Strategic Planning Questions
To many health care providers, strategic planning is still something meant only for large business enterprises, but it is equally applicable to organizations of all shapes and sizes. Strategic planning is really about the skill of matching the strengths of the organization’s operations to available opportunities. To do this effectively, top managers and their teams will need to set about collecting, screening and analyzing information about the current health care environment. This will help top management team’s in defining a clearer understanding of their businesses strengths and weaknesses and assist in developing a clear sense of mission, goals and objectives.

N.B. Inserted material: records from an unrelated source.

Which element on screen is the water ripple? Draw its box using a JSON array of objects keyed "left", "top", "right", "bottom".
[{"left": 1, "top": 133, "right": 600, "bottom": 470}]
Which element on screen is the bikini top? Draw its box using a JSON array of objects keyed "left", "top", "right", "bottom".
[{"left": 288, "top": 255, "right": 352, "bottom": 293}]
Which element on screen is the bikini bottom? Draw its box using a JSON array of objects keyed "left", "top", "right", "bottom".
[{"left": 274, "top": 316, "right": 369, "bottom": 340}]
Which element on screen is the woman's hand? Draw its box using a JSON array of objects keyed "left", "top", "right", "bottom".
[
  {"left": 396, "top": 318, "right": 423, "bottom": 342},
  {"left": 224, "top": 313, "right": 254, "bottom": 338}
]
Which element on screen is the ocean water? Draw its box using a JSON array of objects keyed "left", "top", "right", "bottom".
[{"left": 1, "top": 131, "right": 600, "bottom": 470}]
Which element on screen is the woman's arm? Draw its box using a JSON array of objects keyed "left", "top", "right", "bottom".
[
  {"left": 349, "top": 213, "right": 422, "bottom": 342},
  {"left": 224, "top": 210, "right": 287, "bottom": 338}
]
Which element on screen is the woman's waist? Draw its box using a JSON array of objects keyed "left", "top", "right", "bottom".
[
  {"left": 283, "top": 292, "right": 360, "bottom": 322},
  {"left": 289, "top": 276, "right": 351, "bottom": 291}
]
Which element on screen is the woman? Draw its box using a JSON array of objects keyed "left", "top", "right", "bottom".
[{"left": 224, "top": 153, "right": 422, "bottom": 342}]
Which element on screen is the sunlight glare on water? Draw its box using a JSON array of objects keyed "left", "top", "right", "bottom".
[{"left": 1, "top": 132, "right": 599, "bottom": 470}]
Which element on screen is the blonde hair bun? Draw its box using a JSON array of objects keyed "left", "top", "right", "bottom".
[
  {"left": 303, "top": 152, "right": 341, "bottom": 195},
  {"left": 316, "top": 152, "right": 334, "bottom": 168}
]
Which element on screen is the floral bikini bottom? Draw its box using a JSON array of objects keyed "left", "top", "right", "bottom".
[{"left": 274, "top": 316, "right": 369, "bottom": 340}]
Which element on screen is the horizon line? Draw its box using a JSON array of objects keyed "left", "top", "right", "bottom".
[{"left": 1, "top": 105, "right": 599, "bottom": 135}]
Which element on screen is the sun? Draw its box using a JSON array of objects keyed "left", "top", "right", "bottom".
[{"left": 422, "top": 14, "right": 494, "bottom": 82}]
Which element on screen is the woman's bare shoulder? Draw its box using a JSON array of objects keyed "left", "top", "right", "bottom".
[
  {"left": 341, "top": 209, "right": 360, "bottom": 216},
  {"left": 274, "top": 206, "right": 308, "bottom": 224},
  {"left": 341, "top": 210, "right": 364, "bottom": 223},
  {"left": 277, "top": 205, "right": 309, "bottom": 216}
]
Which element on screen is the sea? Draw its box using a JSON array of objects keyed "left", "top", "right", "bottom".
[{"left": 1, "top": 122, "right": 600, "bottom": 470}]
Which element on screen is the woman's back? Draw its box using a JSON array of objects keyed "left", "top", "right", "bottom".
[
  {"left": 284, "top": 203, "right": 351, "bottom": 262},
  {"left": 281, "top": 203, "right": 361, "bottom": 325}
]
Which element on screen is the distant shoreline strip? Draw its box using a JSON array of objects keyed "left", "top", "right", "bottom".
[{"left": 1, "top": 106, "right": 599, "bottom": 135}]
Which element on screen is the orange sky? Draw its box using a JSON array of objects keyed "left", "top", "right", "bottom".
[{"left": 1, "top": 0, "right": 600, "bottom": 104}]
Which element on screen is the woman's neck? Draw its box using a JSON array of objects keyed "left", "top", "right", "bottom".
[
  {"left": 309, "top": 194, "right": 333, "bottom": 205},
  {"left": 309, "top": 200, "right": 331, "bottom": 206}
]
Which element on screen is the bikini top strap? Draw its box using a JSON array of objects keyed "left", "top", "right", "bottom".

Understanding the complexities of strategic planning usually involves finding the correct answers to complex problems by carefully researching and analyzing changes to the health environment first.
Strategic Planning Questions should involve the following considerations:
- With the government focus on reducing double digit price increases, maintaining proper patient safety standards and the use of Internet data, how will your organization handle these future shifts in funding?
- Knowing the demands of patients for transparent communications what action steps can management undertake to assure 3rd party payers that patient’s are receiving quality care?
Managing Disease Categories
- To better control costs of services we know care will be aggressively managed with HMO-type models, so do we have the infrastructure developed to respond effectively?
- Assumptions should include behavioral health services having to face greater pressures from managed care, receiving greater scrutiny from 3rd party payers and assuming more financial risk associated with patient outcomes. So, how should organizations expect to repond to these outside pressures? The question for 3rd Party payers is; “How can we effectively treat patients with chronic diseases; become much more efficient, reduce Inpatient stays, all while utilizing less resources?”
- Given the new Importance placed on standardization of care, where patients receive high quality services based on standard measures of appropriate medical care, will our programs be capable of meeting these revised, new standards of care?
- What action steps can we initiate now to assure that “Transparent Communications” will become one of the normative measures in patient satisfaction.
- Do we have in place both external & internal accountability criteria in evaluating patient services?
No Separate System for Substance Abuse
- From all indications, treatment of substance abuse disorders will no longer occur predominantly in a specialty services sector. Because patients in the future will find their care through primary medical care settings, how can we assure ongoing Patient referrals to our programs?
- Does the operations administrative and infrastructure support systems currently meet the equivalent standards required of mainstream medicine
- Dos the facility have the necessary infrastructure in place to accept private insurance, Medicaid or both?
Residential substance abuse treatment Changes
- As a residential Facility how do we remain successful when we’re going to be asked to continuously reduce admissions rather than continuously increasing them?
- With future reimbursements be targeted toward low cost outpatient service levels what operational changes will be required to tap into this new marketplace?
- While expanded funding for substance abuse services could increase in the short run, how will they become integrated into the mainstream medical health care system?
Consolidation vs. Expansion
- With Community Mental Health Centers actively gearing up to become FQHC accredited & expanding their SUD services, and survival of Stand-Alone” Treatment Centers threatened, what competitive strategies can substance abuse providers employ?
- In the short run does the ACA encourage financial opportunities for larger, better operated programs to move into the market, through acquisition of weaker players?
- If expansion of revenues is only possible through more efficient services and increased caseloads is this an opportunity for smaller programs to become better organized, more efficient multi-service organizations?
Move to a Medical Orientation
- If Patients must first find their care through primary medical care settings, then how will they find the necessary referrals through all the red tape?
- For rural treatment programs is it possible to meet Medicaid policy guidelines requiring substance abuse be covered as a clinic service be under direction of a physician directly affiliated with a clinic?
- With the impetus for development of Medical Homes, Community mental health centers may be motivated to provide more substance abuse services and integrated care, what is the best response to unbridled competition.
- Many Providers seeking to reduce costs and improve quality are building new relationships with payers to create payment models that reward value, how is your organization doing in this area?
- What new delivery models are being utilized to align incentives for lowering cost, and building higher quality systems of delivery?
- Can you effectively utilize collaborative care models such as ACO’s Health Co-op’s, FQHC’s and Primary Care services to build co-operative relationships between hospitals, primary care physicians, and payers?
Dependence on Government Funding
- In the future, will there be an increased reliance of the organization placed on Medicaid as the major funding source for health services?
- Realistically will the role of residential programs within the system of care be significantly reduced by the Affordable Care Act’s ACA’s) mandates? Maintaining existing public treatment programs at current levels would require continuing support from state’s reduced general revenue funds. Is this something programs can count on in the future?
- What are the effects of Medicaid programs on substance abuse treatment and how will the Affordable Care Act (ACA’s) requirements reimburse these types of services at parity?